NSTAR begins push/pull on new mainland extension cord

Work by marine contractors on a joint project for utility giants NSTAR and Comcast to run a new undersea cable from Falmouth to Martha’s Vineyard enters its final stage Thursday.

NSTAR spokesman Michael Durand said that Thursday, a barge anchored in Vineyard Sound about 3,000 feet from Martha’s Vineyard would begin pushing/pulling one end of the new cable through a pipe in the ocean floor up onto land on the Island. “That step, as well as plowing the majority of the length of the cable into the sand underwater, will continue 24/7 through the weekend,” Mr. Durand said. “If all goes according to plan, on Monday we’ll have moved the barge to about 3,000 feet from Falmouth and we’ll push/pull the other end onto the mainland.”

The project began in December.
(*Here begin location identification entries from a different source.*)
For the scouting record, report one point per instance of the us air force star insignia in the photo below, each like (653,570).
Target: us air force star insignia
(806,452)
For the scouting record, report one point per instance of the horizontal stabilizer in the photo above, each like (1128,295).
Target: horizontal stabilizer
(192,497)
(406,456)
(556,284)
Contractors conducted shoreside horizontal directional drilling from the land in order to install a conduit under the seabed in order to avoid disruption of fragile barrier beaches and sea grass beds where the cable comes ashore.

Once completed, the 4.5-mile cable, about 5.5 inches in diameter, will leave the mainland near Mill Road in East Falmouth and come ashore at a utility right of way in the Mink Meadows area of West Chop where an existing cable now comes ashore.

NSTAR, the public power utility that supplies electricity to Martha’s Vineyard, and Comcast are footing the bill for the $20 million project. The hybrid cable will replace a failed electric cable and carry fiber-optic strands for Comcast, which wanted a backup for its existing fiber-optic link through which it provides television and communications services.